MySQL DB error when forum 'Participant" uses @mention with BuddyPress.

[rossagrant]

Easy to replicate:

BuddyPress must be active
Activity streams must be active
User must not be an admin/super admin

Post an @mention in a BBPress forum whilst logged in as a 'Participant'.

You'll get a syntax error reported in your server's error_log.

Something like this:

[29-Jan-2013 12:51:38 UTC] WordPress database error You have an error in your SQL syntax; check the manual that corresponds to your MySQL server version for the right syntax to use near 'http://www.mysite.tv/members/admin/' rel='nofollow'>@admin mentio' at line 1 for query SELECT ID FROM wp_posts WHERE post_type = 'reply' AND post_status != 'trash' AND post_author = 40 AND post_content = 'Now testing @admin mention in a forum post.' AND post_parent = '9865' LIMIT 1 made by require('wp-blog-header.php'), require_once('wp-includes/template-loader.php'), do_action('template_redirect'), call_user_func_array, bbp_template_redirect, do_action('bbp_template_redirect'), call_user_func_array, bbp_post_request, do_action('bbp_post_request'), call_user_func_array, bbp_new_reply_handler, bbp_check_for_duplicate

JJ has confirmed on his local and knows how to rectify!

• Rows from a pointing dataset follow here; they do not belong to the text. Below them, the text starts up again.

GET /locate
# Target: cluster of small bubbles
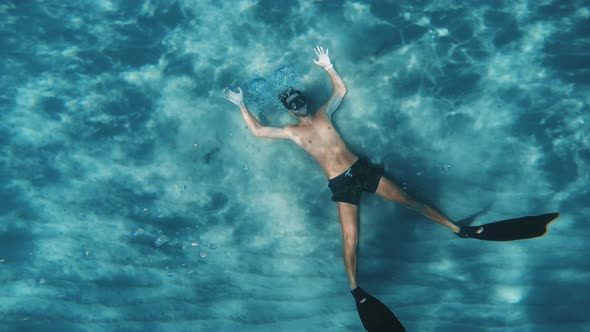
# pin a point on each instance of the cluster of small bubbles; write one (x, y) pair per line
(445, 167)
(160, 240)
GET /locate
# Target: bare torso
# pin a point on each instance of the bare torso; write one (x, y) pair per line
(321, 140)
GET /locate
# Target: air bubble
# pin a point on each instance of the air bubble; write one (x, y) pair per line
(160, 240)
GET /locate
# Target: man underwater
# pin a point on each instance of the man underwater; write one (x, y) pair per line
(350, 175)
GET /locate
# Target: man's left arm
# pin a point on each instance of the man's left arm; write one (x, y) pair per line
(339, 88)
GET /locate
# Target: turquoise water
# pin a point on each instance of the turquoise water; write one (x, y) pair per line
(134, 198)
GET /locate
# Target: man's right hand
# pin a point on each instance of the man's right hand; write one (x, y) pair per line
(236, 98)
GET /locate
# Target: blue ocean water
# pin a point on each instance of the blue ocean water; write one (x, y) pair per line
(134, 198)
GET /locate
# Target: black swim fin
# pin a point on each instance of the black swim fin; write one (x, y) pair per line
(511, 229)
(374, 315)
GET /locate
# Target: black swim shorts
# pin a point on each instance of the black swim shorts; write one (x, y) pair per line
(361, 176)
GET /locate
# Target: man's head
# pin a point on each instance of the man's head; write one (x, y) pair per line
(294, 101)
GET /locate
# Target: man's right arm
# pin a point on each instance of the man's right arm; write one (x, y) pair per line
(255, 127)
(262, 131)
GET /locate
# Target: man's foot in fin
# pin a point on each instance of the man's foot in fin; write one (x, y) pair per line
(511, 229)
(470, 231)
(374, 315)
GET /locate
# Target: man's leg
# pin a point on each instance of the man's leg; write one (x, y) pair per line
(349, 222)
(394, 193)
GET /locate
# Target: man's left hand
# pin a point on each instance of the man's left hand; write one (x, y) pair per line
(235, 97)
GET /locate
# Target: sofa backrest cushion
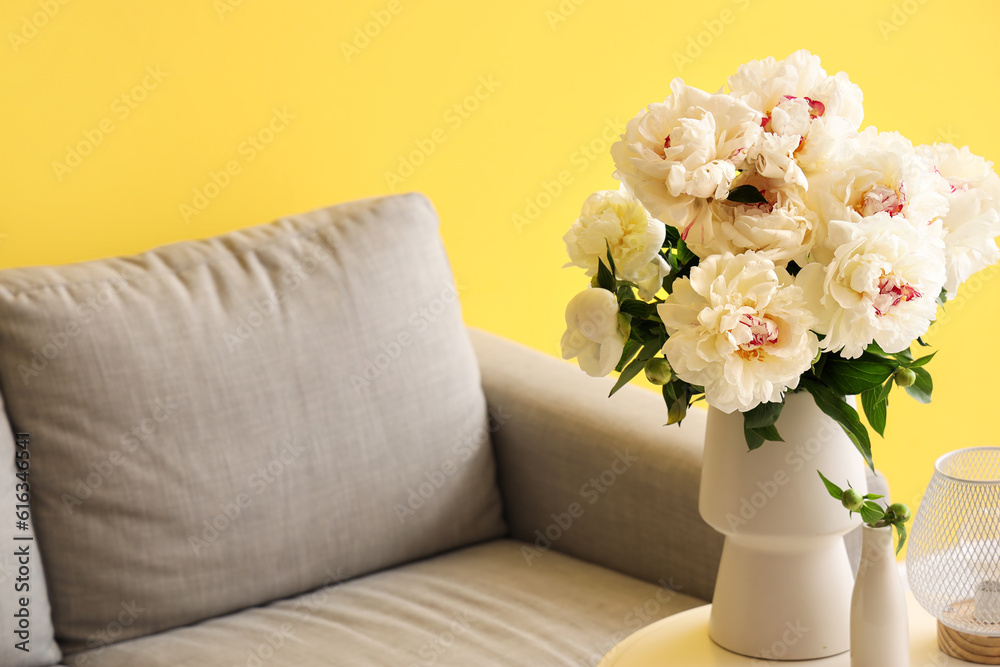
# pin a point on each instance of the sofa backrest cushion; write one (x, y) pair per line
(221, 423)
(25, 621)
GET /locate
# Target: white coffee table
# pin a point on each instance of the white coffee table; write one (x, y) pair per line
(682, 640)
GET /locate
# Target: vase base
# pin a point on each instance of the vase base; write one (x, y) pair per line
(800, 596)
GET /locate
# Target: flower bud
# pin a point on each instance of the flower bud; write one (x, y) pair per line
(901, 512)
(905, 377)
(658, 371)
(852, 500)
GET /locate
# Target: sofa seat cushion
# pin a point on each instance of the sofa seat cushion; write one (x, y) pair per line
(497, 603)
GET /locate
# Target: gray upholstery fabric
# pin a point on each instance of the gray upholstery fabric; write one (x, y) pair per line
(218, 424)
(632, 481)
(39, 646)
(480, 606)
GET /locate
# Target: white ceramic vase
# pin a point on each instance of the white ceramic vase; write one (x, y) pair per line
(784, 585)
(879, 626)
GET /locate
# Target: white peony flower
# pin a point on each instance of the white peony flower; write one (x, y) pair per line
(881, 286)
(801, 102)
(618, 220)
(781, 229)
(739, 328)
(876, 172)
(773, 156)
(973, 220)
(676, 154)
(592, 332)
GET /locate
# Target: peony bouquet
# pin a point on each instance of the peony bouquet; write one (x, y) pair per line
(761, 243)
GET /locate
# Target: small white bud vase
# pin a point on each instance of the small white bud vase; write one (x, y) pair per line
(879, 627)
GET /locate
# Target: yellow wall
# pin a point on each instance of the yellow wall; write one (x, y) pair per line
(541, 88)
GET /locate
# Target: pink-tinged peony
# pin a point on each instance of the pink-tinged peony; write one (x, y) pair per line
(616, 220)
(780, 229)
(740, 328)
(875, 172)
(972, 224)
(801, 102)
(881, 286)
(593, 334)
(677, 154)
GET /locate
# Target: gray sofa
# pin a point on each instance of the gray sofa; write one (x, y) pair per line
(283, 447)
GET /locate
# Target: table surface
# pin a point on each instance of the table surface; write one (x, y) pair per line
(682, 639)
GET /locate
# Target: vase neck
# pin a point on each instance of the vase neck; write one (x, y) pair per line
(877, 547)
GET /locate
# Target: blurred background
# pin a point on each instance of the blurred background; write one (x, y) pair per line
(130, 125)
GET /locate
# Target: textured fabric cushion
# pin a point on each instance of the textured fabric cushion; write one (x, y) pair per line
(480, 606)
(217, 424)
(635, 482)
(21, 579)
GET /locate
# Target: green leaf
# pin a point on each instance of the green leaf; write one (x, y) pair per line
(832, 488)
(835, 406)
(632, 346)
(765, 414)
(922, 388)
(901, 533)
(628, 373)
(853, 376)
(876, 408)
(886, 390)
(871, 513)
(672, 237)
(922, 361)
(637, 308)
(684, 254)
(746, 194)
(605, 278)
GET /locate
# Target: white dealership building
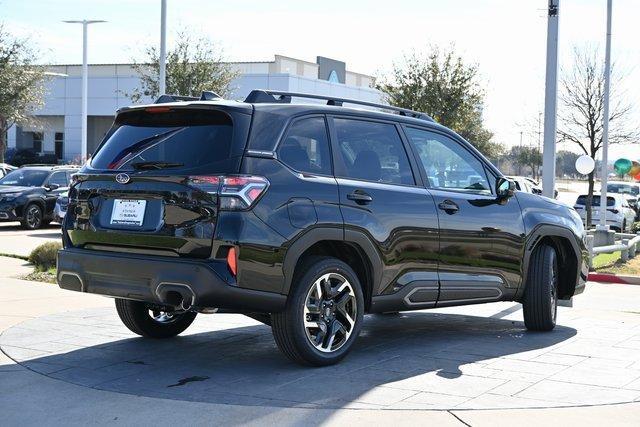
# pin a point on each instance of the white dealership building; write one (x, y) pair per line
(59, 121)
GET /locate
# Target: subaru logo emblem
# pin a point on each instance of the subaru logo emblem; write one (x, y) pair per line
(122, 178)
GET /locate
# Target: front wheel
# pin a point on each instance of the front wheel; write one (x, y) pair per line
(33, 217)
(152, 322)
(540, 304)
(324, 313)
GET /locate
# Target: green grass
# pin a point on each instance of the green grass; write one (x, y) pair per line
(601, 261)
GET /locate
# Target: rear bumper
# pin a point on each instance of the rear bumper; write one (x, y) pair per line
(153, 279)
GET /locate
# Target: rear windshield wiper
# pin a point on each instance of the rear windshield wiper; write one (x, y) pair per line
(155, 165)
(140, 146)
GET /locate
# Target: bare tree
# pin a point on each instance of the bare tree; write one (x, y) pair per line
(22, 86)
(581, 112)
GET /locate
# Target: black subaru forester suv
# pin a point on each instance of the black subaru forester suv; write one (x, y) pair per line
(306, 217)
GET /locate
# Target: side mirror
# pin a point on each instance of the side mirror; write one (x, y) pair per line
(505, 188)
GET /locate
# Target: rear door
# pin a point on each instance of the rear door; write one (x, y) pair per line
(481, 237)
(380, 197)
(152, 185)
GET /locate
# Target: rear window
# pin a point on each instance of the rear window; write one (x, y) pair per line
(194, 141)
(582, 200)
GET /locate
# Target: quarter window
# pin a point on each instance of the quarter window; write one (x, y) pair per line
(306, 147)
(59, 178)
(447, 164)
(372, 151)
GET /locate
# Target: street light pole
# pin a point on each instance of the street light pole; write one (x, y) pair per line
(605, 125)
(163, 48)
(85, 83)
(550, 102)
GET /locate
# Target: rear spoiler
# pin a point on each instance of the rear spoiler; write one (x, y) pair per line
(206, 96)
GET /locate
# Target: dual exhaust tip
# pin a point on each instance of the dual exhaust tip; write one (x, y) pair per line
(176, 295)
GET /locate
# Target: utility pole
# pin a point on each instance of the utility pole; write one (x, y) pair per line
(162, 84)
(550, 101)
(605, 125)
(85, 83)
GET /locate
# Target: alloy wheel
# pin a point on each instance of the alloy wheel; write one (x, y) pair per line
(34, 216)
(330, 312)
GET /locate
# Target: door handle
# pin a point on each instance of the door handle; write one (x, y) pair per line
(360, 197)
(448, 206)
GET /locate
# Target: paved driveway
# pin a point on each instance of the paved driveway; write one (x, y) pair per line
(16, 241)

See this topic for more details:

http://bbpress.org/forums/topic/database-error-whenever-i-use-an-mention-in-a-forum-post/#post-125718

Cheers!

[johnjamesjacoby]

(In [4735]) Prepare query in bbp_check_for_duplicate(). See #2185.

[johnjamesjacoby]

(In [4736]) Reverse single/double quote usage in bbp_mention_filter(); also use sprintf() to place variable data. See #2185.

[johnjamesjacoby]

This looks to be directly related to BuddyPress misbehaving. Without BuddyPress active, bbPress works perfectly on its own. Still tracking down the exact cause and solution while I tidy up some of the surrounding code.

[johnjamesjacoby]

(In [4737]) Change topic and reply content filter order to move 'bbp_mention_filter' just behind 'make_clickable' since mentions are an extention of it. See #2185.

[johnjamesjacoby]

(In [4738]) Remove "bbp-mention-link" class from bbp_mention_filter() links. Fixes bug where copy/pasting previous post content into TinyMCE causes duplicate topic/reply check to not match correctly. See #2185.

[johnjamesjacoby]

(In [4739]) Now that mentions are in bbPress core, remove the extra mention code in the BuddyPress activity extension. Fixes #2185.

[johnjamesjacoby]

Reopening this, as it's breaking the duplicate check.

[johnjamesjacoby]

Fixed in r4832.

[johnjamesjacoby]

This is now working identically to the way WordPress handles comments. Much of that code originally came from there. All of the posted topic and reply content is escaped by wp_magic_quotes() in load.php, so issues regarding preparing or escaping this duplicate post check query are incorrect. I added an inline comment to that effect in the bbp_check_for_duplicate() function.

[johnjamesjacoby]

(In [4846]) Do a reverse unslashing juke-move when checking topics and replies for duplicates. Even though wp_magic_quotes() may have slashed some things for us, this allows us to properly prepare the query and it's parts with accurately unslashed data. This is mostly to compensate for plugins that may intercept globals or filter query parameters on the fly (like BuddyPress @ mentions.)

See #2185, ​[WP23973]

[johnjamesjacoby]

(In [4847]) In bbp_check_for_duplicate(), run wp_unslash() or stripslashes_deep() on the entire $r array. Remove unslashing on results of get_meta_sql() to allow any previously slashed values to remain slashed. See #2185.